I paid $1200.00 for my filly (avatar) and sold her for $500.....I paid $1200.00 for my gelding and sold him for $400.00...... they sold to GOOD homes and the new owners keep in touch with me to I don't feel like I lost anything on the deals


----------



## travlingypsy (Apr 5, 2008)

lol, thats ok irisheyes I asked for it and didnt think you were to harsh or anything. 
Im put her on the market because im tired or her adituted and spooking. See my trainer constantly says shes not a spooky horse yet ive fallen off 5 times due to spooking. Ive told my trainer and she always says she needs to be freelunged to get her energy out. Well I free lung her a lot try to at least 2 x a week. And then she told me that knee high this one horse spooks for no reason no matter what you do and thats just him... like well thats just your horse. Even though shes not a spooky horse! 

Its always over something really stupid like the other day she spooked at a horse sneez! Oh did I mention its mostly in the arena. I try and do lots of things to keep her mind on me but dosent help. Shes great out on the trails no spook there. I came to the thought that she just gets bored in the arena and spooks. I just dont know. Shes doing better...BUT. There's always a but. Ive had her on the market twice. Most of the time im thinking of selling. So I guess its just time. 

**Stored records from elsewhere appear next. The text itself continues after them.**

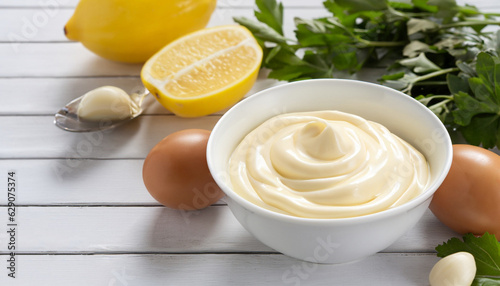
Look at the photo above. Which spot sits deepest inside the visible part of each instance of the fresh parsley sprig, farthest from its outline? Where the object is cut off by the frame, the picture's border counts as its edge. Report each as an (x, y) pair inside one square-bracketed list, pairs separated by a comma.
[(486, 252), (434, 50)]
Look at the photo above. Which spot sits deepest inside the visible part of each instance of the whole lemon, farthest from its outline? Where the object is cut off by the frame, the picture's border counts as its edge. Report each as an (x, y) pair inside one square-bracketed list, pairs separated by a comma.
[(132, 31)]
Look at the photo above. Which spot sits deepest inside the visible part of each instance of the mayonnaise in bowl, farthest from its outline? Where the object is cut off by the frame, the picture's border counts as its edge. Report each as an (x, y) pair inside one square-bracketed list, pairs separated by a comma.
[(326, 164)]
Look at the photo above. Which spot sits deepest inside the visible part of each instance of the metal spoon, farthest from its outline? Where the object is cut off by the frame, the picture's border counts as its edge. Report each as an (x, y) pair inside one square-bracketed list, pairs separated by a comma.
[(67, 119)]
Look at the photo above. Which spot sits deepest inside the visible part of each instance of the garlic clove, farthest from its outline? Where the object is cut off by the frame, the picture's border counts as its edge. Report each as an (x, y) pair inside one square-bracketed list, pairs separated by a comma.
[(458, 269), (106, 102)]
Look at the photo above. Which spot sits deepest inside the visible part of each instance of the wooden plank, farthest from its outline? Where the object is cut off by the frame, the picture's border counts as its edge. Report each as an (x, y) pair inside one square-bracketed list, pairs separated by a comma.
[(163, 230), (38, 137), (67, 59), (44, 96), (78, 182), (216, 269)]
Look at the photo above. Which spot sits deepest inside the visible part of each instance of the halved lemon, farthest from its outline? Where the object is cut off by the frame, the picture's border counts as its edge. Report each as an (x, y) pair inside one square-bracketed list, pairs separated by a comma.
[(205, 71)]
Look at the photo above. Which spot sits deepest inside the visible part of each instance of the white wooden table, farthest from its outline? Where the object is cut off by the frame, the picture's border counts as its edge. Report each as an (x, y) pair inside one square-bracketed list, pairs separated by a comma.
[(83, 215)]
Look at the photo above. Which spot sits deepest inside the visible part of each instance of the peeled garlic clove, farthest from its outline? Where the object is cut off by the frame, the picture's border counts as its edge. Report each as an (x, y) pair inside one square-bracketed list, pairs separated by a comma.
[(105, 103), (458, 269)]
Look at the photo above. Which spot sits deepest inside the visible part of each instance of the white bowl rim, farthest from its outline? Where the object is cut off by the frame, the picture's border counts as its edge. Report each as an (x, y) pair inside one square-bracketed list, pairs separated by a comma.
[(406, 207)]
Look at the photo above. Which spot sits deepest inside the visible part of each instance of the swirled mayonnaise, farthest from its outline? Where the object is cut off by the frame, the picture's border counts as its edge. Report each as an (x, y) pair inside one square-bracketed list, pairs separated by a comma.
[(326, 164)]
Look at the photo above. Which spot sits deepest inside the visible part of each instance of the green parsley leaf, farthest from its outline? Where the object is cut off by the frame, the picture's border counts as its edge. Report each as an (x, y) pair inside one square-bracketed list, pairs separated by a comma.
[(485, 249)]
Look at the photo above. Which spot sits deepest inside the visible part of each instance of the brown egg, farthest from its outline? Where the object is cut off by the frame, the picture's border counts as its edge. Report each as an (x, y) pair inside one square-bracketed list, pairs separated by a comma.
[(176, 173), (469, 198)]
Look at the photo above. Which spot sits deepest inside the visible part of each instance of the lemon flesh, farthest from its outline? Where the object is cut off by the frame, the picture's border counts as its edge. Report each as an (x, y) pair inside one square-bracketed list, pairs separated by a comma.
[(132, 31), (205, 71)]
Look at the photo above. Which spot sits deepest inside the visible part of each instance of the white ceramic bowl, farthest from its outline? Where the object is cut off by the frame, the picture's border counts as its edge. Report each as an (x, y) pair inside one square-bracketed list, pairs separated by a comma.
[(331, 240)]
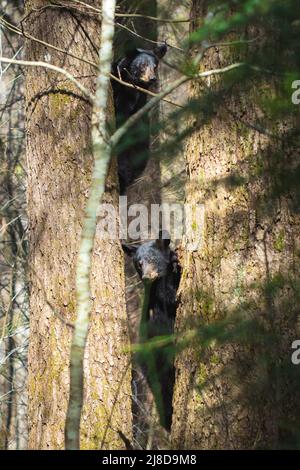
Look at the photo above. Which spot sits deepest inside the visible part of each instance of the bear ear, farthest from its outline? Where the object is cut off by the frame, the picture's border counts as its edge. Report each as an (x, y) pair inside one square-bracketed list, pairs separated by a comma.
[(160, 51), (164, 240), (130, 250)]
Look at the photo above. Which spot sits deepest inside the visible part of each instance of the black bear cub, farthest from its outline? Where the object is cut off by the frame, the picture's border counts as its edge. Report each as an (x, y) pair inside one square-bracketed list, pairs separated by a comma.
[(158, 265), (139, 68)]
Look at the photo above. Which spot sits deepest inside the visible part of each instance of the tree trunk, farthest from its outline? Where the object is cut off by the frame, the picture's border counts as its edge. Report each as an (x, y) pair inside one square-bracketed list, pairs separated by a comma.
[(59, 169), (239, 392)]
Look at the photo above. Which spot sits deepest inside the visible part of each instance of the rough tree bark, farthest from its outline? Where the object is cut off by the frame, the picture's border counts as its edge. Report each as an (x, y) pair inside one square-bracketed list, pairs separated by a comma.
[(239, 394), (59, 169)]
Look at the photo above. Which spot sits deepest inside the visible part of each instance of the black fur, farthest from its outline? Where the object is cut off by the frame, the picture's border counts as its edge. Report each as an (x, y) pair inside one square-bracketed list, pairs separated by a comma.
[(138, 67), (157, 263)]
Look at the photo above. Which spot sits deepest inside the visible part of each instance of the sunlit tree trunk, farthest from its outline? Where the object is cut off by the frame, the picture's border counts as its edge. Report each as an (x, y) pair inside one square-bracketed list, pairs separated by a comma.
[(59, 169), (239, 393)]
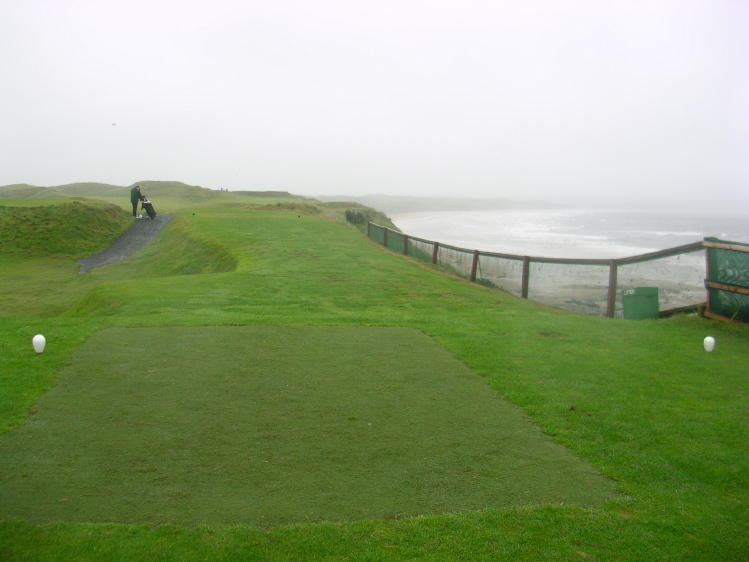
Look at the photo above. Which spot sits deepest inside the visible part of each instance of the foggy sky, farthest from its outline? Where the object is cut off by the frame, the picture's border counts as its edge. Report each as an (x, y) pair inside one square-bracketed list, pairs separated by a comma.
[(553, 99)]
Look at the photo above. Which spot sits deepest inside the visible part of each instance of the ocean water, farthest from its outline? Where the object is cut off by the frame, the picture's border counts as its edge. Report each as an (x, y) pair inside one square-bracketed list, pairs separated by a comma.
[(574, 233), (581, 233)]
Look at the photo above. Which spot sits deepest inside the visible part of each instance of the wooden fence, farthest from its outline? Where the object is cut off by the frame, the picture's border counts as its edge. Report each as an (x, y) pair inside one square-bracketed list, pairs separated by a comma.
[(467, 263)]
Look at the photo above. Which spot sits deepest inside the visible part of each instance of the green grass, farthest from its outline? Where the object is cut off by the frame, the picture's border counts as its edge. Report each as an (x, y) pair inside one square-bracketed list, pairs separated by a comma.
[(639, 401), (276, 425), (71, 228)]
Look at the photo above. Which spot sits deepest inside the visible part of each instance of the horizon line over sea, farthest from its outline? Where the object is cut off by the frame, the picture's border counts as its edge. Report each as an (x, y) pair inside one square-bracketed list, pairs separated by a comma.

I understand about how people are looking for flashy horses and ones that will bring in money. Heck id make more money off of her if I just leased her. Or lease with option to buy.


----------



## irisheyes12 (May 19, 2008)

travlingypsy said:


> lol, thats ok irisheyes I asked for it and didnt think you were to harsh or anything.
> Im put her on the market because im tired or her adituted and spooking. See my trainer constantly says shes not a spooky horse yet ive fallen off 5 times due to spooking. Ive told my trainer and she always says she needs to be freelunged to get her energy out. Well I free lung her a lot try to at least 2 x a week. And then she told me that knee high this one horse spooks for no reason no matter what you do and thats just him... like well thats just your horse. Even though shes not a spooky horse!
> 
> Its always over something really stupid like the other day she spooked at a horse sneez! Oh did I mention its mostly in the arena. I try and do lots of things to keep her mind on me but dosent help. Shes great out on the trails no spook there. I came to the thought that she just gets bored in the arena and spooks. I just dont know. Shes doing better...BUT. There's always a but. Ive had her on the market twice. Most of the time im thinking of selling. So I guess its just time.
> ...


I'm thrilled that you didn't take me as being harsh, thank you for that. I know what you mean about being spooky. My friend in school, Allison, had two horses that we used to ride all the time (I was 13). She would always take her older Bay QH mare and I would take her 16 hh Leopard Appaloosa gelding. Long story short, Cody (Appy) was very spooky for no reason what-so-ever at everything and after months of fighting with him and trying everything there was to try, he dumped me head first into a tree during a trailride at a FULL gallop (i'm talking 35 mph). I was horrifically injured (no helmet) and nearly died. Point to my story? I'd never take on a spooky horse I didn't feel comfortable with again.


----------



## travlingypsy (Apr 5, 2008)

Wow now thats scary! Its taken me a while after each dump to get confortable with gypsy. I think thats one reason why I havent progressed as much becuase I kinda have to start all over again. Im going to lower the price today on all my ads, 1700 at least if she sells for that much i make 100 profit...lol im still trying to get my profit!


----------